PDF(Pubmed)
Abstract:
Neurodegeneration is becoming one of the leading causes of death worldwide as the population expands and grows older. There is a growing desire to understand the mechanisms behind prion proteins as well as the prion-like proteins that make up neurodegenerative diseases (NDs), including Alzheimer\'s disease (AD) and Parkinson\'s disease (PD). Both amyloid-β (Aβ) and hyperphosphorylated tau (p-tau) proteins behave in ways similar to those of the infectious form of the prion protein, PrPSc, such as aggregating, seeding, and replicating under not yet fully understood mechanisms, thus the designation of prion-like.
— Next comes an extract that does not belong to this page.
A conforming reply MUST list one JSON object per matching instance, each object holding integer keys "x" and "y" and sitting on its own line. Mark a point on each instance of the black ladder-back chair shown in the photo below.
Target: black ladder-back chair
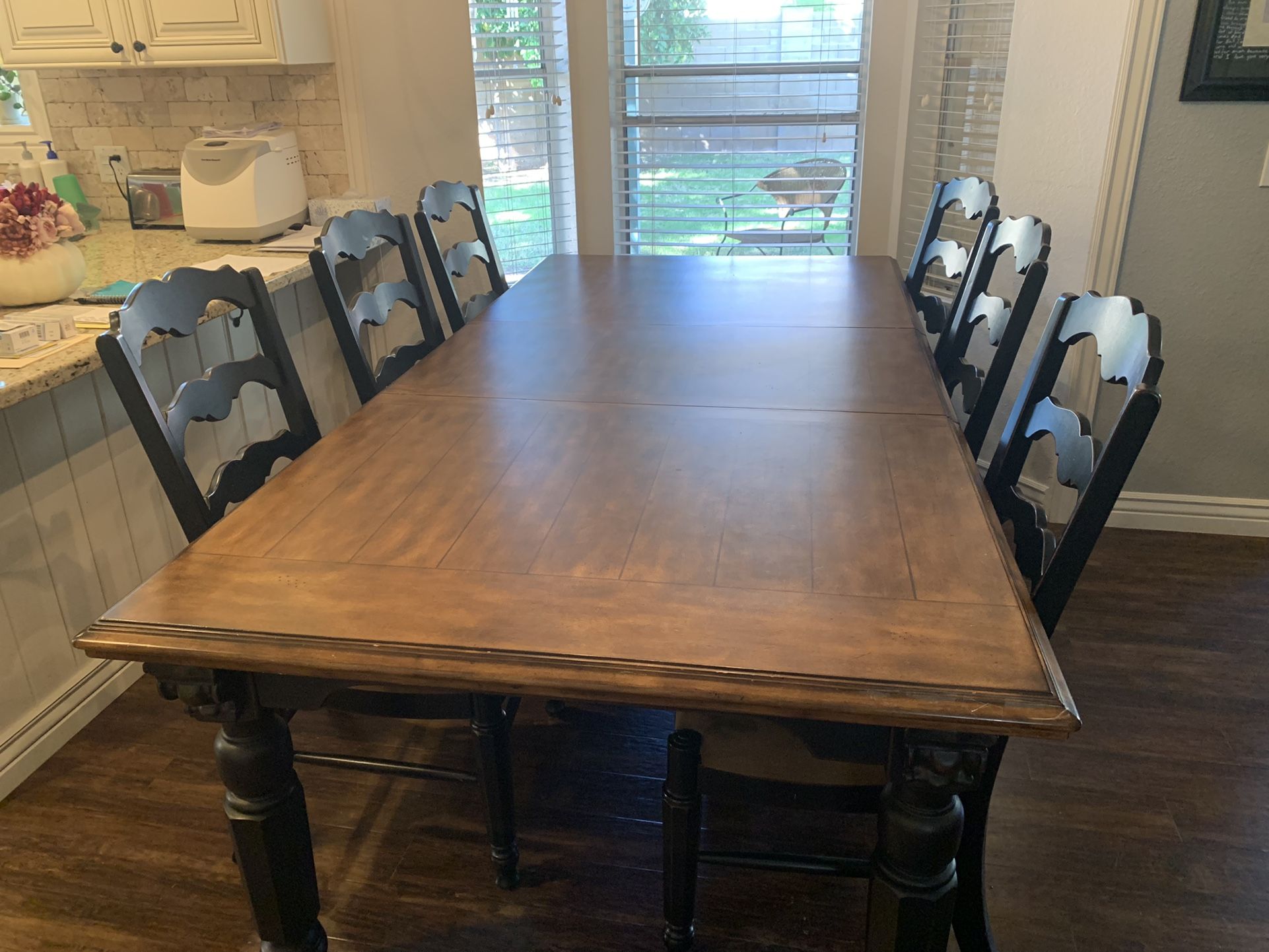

This review aims to highlight the shared mechanisms between prion-like proteins and prion proteins in the structural variations associated with aggregation and disease development. These mechanisms largely focus on the dysregulation of protein homeostasis, self-replication, and protein aggregation, and this knowledge could contribute to diagnoses and treatments for the given NDs.
摘要:
随着人口的增长和年龄的增长,神经变性正在成为世界范围内死亡的主要原因之一。人们越来越希望了解朊病毒蛋白以及构成神经退行性疾病(ND)的朊病毒样蛋白背后的机制,包括阿尔茨海默病(AD)和帕金森病(PD)。淀粉样蛋白-β(Aβ)和高磷酸化tau(p-tau)蛋白的行为方式与朊病毒蛋白的感染形式相似,PrPSc,例如聚合,播种,并在尚未完全理解的机制下复制,因此被指定为病毒样。这篇综述旨在强调朊病毒样蛋白和朊病毒蛋白在与聚集和疾病发展相关的结构变异中的共同机制。这些机制主要集中在蛋白质稳态的失调,自我复制,和蛋白质聚集,这些知识可能有助于对给定的ND进行诊断和治疗。